Both hypotension and hypertension can potentially impair the function of vital organs such as heart, brain, or kidneys, thus monitoring of arterial blood pressure (BP) is a mainstay of haemodynamic monitoring in acutely or critically ill patients. Arterial BP can either be obtained invasively via an arterial catheter or noninvasively. While intermittent oscillometric BP measurements are usually sufficient in stable, low-risk patients, the continuous invasive BP monitoring with an arterial catheter is still preferred in critically ill patients, says a review paper published by Frontiers in Medicine.
The direct measurement of BP via arterial cannulation is regarded as the clinical reference method (criterion standard). In clinical routine, it is commonly performed during high-risk surgery and in intensive care medicine. However, as the paper points out, the cannulation of an artery can be time-consuming, needs to be done by a trained operator, and is associated — although very rarely — with potential major complications such as embolism, lesion of nerves or vessels, or ischaemia. For these reasons, BP is very commonly measured noninvasively.
According to the paper, noninvasive BP measurement provides either intermittent or continuous readings. Most commonly, an occluding upper arm cuff is used for intermittent noninvasive monitoring. BP values are then obtained either manually (by auscultation of Korotkoff sounds or palpation) or automatically (e.g., by oscillometry). For continuous noninvasive BP monitoring, the volume clamp method or arterial applanation tonometry can be used. Both techniques enable the arterial waveform and BP values to be obtained continuously.
"The continuous noninvasive devices are all sensitive to patient movement; therefore, monitoring of the conscious patient is possible but measurement results need to be checked for plausibility. In case of severe vasoconstriction, peripheral vascular disease, or distorted fingers due to arthritis, clinical experience has shown that it may be difficult to obtain a valid waveform using finger cuffs. Some patients report discomfort from the congestion in venous return from the fingertip where the cuff is place. For this reason, manufacturers recommend to change the cuff to another finger after a certain period of monitoring," explain the paper authors, Agnes S. Meidert, MD, Department of Anaesthesiology, University Hospital, Ludwig-Maximilians-Universität München, Munich, Germany and Bernd Saugel, MD, Department of Anaesthesiology, Centre of Anaesthesiology and Intensive Care Medicine, University Medical Centre Hamburg-Eppendorf, Hamburg, Germany.

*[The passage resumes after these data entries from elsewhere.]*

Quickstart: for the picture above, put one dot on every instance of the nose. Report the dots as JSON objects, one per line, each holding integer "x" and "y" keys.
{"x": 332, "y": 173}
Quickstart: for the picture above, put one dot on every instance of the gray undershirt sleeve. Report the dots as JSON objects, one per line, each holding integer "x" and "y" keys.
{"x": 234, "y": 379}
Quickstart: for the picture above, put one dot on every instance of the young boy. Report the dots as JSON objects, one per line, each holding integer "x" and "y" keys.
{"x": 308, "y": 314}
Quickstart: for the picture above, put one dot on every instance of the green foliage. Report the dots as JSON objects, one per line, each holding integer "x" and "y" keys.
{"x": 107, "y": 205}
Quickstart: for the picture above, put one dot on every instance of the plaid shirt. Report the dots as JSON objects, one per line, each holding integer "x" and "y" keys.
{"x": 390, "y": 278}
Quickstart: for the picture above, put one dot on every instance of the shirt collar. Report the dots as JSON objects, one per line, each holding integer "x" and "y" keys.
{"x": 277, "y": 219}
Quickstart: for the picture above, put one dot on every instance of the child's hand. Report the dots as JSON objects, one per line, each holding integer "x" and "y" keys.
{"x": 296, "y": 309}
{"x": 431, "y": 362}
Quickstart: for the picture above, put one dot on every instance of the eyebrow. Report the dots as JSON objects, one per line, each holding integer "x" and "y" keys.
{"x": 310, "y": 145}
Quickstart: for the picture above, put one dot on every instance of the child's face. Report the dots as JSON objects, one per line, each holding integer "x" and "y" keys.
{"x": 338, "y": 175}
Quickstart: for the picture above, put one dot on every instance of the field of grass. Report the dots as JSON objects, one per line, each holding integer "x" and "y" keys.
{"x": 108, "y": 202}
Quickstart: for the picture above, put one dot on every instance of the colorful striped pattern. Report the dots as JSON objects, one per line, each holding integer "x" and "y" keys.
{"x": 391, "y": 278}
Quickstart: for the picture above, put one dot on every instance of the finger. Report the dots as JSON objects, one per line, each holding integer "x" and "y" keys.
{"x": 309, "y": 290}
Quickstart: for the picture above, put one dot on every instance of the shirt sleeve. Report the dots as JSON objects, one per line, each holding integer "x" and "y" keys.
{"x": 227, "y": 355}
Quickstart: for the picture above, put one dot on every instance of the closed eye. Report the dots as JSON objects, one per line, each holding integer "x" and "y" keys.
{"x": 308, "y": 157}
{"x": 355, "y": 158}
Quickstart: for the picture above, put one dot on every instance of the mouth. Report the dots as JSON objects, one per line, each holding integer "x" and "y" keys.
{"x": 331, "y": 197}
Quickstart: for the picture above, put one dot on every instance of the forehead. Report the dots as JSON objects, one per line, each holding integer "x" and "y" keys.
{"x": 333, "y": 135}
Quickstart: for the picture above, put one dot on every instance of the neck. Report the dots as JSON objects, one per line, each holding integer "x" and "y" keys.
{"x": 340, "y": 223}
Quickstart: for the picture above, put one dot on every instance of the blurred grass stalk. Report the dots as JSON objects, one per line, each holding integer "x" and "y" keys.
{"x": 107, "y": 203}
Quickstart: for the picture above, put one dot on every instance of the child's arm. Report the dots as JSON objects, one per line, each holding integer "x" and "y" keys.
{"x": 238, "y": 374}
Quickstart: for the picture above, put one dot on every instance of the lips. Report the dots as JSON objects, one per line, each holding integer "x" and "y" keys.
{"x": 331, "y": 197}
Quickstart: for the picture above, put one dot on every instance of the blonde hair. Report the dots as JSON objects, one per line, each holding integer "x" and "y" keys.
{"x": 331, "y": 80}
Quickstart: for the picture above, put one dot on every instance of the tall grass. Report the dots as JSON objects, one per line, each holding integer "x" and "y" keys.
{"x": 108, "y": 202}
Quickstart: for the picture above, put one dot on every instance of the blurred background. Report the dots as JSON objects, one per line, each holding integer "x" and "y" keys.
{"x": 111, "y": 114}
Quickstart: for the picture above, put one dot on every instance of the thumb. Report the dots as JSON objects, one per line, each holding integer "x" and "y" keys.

Interestingly, most clinicians ask themselves whether the noninvasively obtained BP curve shows the “real” BP. In addition, compared to conventional intermittent devices for BP measurement, continuous BP monitoring is relatively expensive.
Drs. Meidert and Saugel cite big data base analyses of simultaneous measurements in ICU and OR, which have demonstrated that the devices using an oscillometric method tend to overestimate hypotensive BP values and to underestimate hypertensive BP values. Also, the reliability of noninvasive intermittent BP measurement in patients with arrhythmia has been questioned. Two studies have shown recently that there is no relevant difference between oscillometric measurement in patients with or without arrhythmia.
"The question," say Drs. Meidert and Saugel, "is whether continuous noninvasive devices need to replace the direct measurement or rather fill the monitoring gap for patients who are insufficiently monitored by intermittent measurements only." For some clinicians, the ability to track changes in BP with the use of these continuous devices is particularly helpful in managing patient care.
The authors explain: "For critically ill patients in the ICU, noninvasive BP monitoring is unlikely to play a big role in the foreseeable future. Although some researchers see the age of total noninvasive BP monitoring dawning, in our point of view critically ill patients need frequent arterial blood gas analysis as well as continuous and reliable measurement of absolute BP values."